Genetic engineering may be used someday to convert certain cells into islet cells--stem cells, for example, which the bone marrow uses to make blood cells. These specially designed cells would also resist rejection. Rejection is a concern in any patient because the body's immune system recognizes any transplanted cells as foreign and destroys them. In a person with diabetes, there is the added challenge of stopping the rejection of islet cells in the pancreas that caused the disease in the first place. In other words, before a diabetes patient's islet cells can be replaced, researchers want to make sure these cells won't be rejected a second time.

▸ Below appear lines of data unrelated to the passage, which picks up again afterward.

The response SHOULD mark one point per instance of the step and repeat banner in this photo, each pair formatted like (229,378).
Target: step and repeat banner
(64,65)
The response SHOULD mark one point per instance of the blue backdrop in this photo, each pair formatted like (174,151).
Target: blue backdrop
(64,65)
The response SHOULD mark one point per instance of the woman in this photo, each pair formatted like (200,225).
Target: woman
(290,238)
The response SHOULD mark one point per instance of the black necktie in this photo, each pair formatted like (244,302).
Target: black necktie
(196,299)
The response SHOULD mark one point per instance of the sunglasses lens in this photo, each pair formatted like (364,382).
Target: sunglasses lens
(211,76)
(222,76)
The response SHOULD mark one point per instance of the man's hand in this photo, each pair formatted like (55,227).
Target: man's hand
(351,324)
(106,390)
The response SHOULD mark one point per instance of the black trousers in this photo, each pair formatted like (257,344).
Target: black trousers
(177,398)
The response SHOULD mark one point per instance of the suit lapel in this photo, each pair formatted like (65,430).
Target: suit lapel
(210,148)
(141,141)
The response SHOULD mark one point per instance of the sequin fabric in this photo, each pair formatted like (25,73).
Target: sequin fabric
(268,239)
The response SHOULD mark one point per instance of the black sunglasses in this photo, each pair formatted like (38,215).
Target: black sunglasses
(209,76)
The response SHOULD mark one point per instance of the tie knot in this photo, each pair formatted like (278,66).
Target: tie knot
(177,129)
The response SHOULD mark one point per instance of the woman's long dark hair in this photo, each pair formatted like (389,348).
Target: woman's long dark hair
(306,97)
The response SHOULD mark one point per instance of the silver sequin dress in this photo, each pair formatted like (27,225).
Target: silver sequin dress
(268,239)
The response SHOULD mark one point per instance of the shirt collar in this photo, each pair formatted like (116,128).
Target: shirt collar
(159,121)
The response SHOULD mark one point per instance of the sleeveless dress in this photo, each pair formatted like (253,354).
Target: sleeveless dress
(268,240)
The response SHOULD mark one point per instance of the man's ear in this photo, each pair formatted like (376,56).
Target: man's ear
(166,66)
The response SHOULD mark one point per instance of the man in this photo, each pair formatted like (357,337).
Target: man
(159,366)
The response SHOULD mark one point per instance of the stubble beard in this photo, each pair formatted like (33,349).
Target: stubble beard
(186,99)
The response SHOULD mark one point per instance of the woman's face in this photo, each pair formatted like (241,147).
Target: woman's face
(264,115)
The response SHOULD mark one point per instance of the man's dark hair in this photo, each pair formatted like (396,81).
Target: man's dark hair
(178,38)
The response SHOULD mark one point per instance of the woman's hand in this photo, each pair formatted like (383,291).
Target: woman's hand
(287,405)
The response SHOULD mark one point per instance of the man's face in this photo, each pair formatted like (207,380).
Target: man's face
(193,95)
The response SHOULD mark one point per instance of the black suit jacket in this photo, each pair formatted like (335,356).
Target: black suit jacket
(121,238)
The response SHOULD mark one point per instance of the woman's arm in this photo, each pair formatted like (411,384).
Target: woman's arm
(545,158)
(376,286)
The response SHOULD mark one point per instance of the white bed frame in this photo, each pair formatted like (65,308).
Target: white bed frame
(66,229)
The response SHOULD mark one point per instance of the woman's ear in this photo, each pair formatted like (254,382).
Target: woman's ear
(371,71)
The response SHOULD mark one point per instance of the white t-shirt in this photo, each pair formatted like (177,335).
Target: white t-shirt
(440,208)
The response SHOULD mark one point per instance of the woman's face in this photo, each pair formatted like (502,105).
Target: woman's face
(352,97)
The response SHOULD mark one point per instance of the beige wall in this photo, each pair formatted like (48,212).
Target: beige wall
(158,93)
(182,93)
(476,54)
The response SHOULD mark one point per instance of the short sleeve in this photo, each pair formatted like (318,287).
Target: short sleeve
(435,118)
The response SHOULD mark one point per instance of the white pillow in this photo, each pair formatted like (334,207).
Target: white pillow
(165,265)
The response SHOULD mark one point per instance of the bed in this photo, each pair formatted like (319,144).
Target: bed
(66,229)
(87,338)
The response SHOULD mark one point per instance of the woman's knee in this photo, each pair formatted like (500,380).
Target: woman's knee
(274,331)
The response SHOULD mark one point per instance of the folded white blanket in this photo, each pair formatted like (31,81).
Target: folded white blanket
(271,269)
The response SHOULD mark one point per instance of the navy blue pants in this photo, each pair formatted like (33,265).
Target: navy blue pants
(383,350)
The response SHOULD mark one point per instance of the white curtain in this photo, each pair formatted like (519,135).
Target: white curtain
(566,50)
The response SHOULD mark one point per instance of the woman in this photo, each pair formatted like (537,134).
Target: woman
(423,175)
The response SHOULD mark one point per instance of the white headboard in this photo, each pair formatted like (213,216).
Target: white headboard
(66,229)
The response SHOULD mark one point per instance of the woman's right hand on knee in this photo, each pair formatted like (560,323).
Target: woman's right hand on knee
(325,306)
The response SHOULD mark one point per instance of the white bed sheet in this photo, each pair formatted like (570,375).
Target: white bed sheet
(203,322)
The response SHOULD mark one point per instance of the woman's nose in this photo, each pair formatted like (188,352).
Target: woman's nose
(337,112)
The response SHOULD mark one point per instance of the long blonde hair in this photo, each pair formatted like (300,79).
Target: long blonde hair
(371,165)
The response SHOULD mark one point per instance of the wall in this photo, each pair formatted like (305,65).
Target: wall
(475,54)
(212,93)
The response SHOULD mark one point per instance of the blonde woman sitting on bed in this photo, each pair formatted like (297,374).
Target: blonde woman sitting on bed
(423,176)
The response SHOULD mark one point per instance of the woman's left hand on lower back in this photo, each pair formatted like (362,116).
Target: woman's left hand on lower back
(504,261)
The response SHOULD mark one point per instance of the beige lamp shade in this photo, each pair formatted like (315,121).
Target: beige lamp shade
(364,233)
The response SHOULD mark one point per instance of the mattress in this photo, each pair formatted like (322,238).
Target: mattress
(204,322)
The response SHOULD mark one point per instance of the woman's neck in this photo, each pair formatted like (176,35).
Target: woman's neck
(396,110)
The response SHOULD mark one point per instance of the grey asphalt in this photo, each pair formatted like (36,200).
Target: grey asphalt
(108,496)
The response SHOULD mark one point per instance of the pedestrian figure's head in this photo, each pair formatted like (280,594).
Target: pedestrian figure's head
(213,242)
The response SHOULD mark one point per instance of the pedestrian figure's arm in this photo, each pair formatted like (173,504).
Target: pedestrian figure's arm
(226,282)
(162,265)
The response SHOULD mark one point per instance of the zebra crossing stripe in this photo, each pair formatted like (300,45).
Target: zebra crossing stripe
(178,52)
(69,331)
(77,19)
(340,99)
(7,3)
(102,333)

"The major change we've seen in the last 15 years or so is the ability to do home blood sugar monitoring. That has had a major impact," says Misbin. "The future will hopefully bring [new] ways of measuring blood sugar levels noninvasively."
"Our greatest challenge is to find a way to make [juvenile diabetes] go away," says Goldstein. Ryan is optimistic about a cure being found soon. "I don't picture myself having a pump 10 to 20 years from now. We're at a point where I think all it will take is a little extra push to get a cure."
Ryan's positive outlook is due in part to attending the first-ever Juvenile Diabetes Foundation Children's Congress. The foundation's delegation of 100 children and teens with Type 1 diabetes from around the country appeared before legislators last year. Led by Juvenile Diabetes Foundation international chair Mary Tyler Moore, the delegates asked lawmakers to increase research spending for diabetes.
"It was interesting, too, to see how the government works when it comes to raising money for research," Ryan says. "I came back with a new motivation for working on [my] Website [for juvenile diabetes patients], and with a new sense of urgency for a cure."
"I've found that teenagers with diabetes are extraordinary," Goldstein says. "They become really, really smart--the implication being that they are role models to fellow teens who don't have diabetes, teaching them how to handle something like this." The added responsibility of sticking to a daily regimen of insulin injections, blood glucose monitoring and a healthy diet makes teens with Type 1 diabetes grow up faster than other teens, he adds.
"The everyday effort it takes is worth it," says Ryan. "You learn that you have to be prepared in case something happens. It makes you more mature, I think."